Я многажды жил в этом мире: уйдя, приходил тут же вновь.
Я все помню…
Столетья из мрака судьбы прорастают
И к стопам моим покорно ложатся.
Теперь я способен смотреть в них без боли,
Ведь стал я свободным от снов.
Я помню, как ввысь устремлялся, в бескрайние звездные дали,
Бежал я с мирами, на нить мирозданья надетыми, вровень,
Взлетал выше солнц и тотчас опускался в пучины морские.
Не знал я ни отдыха, ни остановки, ни сна, ни покоя.
Искал я Его. Неотступно, бездумно, безбрежно, бессрочно.
Я жажду желал утолить, что была в моем сердце.
Но тщетно. Чего б я вовне ни касался, мне всё говорило одно:
Нет здесь Бога.
Когда же, отчаявшись, я в отчий дом вернулся бессильный
И в сердце свое, преисполнен печали, до дна погрузился,
Его я узрел: там, внутри, не снаружи.
И огненным пламенем сердце зажглось, и собой охватило
Весь мир, все миры, небеса без конца и без края,
И солнце, и ветер, и дождь, и седые морские глубины —
Всё было во мне, лишь во мне, я был полон!
Отныне желал познавать лишь свои я пределы.

Воистину, даже на чужом языке оно звучало выше слов — так говорят в Орсполе. По глазам Эйдана Алексис видел, что тот впечатлен: сила, сокрытая в этих строках, изливалась наружу, невзирая на сложности перевода.

— Это, как принято у вас именовать, суть нашей жизненной философии. То первейшее, что заповедано богами. Прежде чем отправляться в дальнее путешествие, поддавшись на посулы беспокойного ума, узнай свою суть. Найди зерно света в собственной сокровенной глубине. Там ключ, живой родник. Начало начал, врата в безбрежность. Нам нет нужды бороздить космос, потому что мы знаем: космос внутри нас. Я есть основа и центр бытия, единственная точка покоя.

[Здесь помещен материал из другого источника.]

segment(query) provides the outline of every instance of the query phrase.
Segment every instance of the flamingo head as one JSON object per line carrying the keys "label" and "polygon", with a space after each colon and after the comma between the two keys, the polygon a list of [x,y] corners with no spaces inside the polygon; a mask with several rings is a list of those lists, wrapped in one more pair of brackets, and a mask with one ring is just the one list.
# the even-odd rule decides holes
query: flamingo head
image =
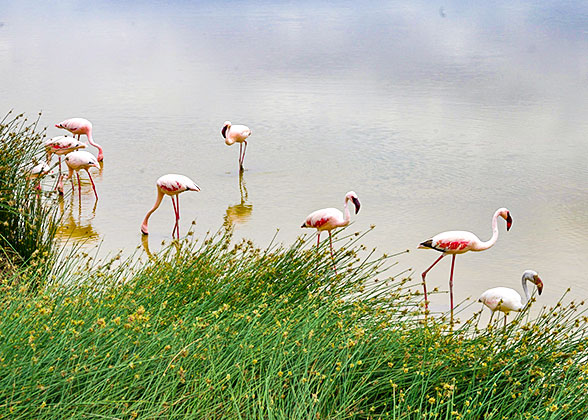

— Ты облек в слова то, что я чувствовал, — взгляд Эйдана, обращенный к служителю, излучал благодарность. — И ты прав. Сложивший эти строки — прав. Для меня во всем бескрайнем космосе не нашлось ничего, что я бы мог принять как основу. Как истинно мое место. Ровно до того момента, пока я не решился сменить угол зрения. Все, что было мне нужно, всегда оставалось со мной.

— Ты многообещающе мудр, Эйдан-со-звезд, коль скоро ты знаешь это не умом, но сердцем, — сказал Алексис. — А теперь у тебя есть и свое место в пространстве, лучшее из всех возможных. Оно дождалось тебя. Ты прибыл домой, наследник богов, не сомневайся в этом. Вы все прибыли.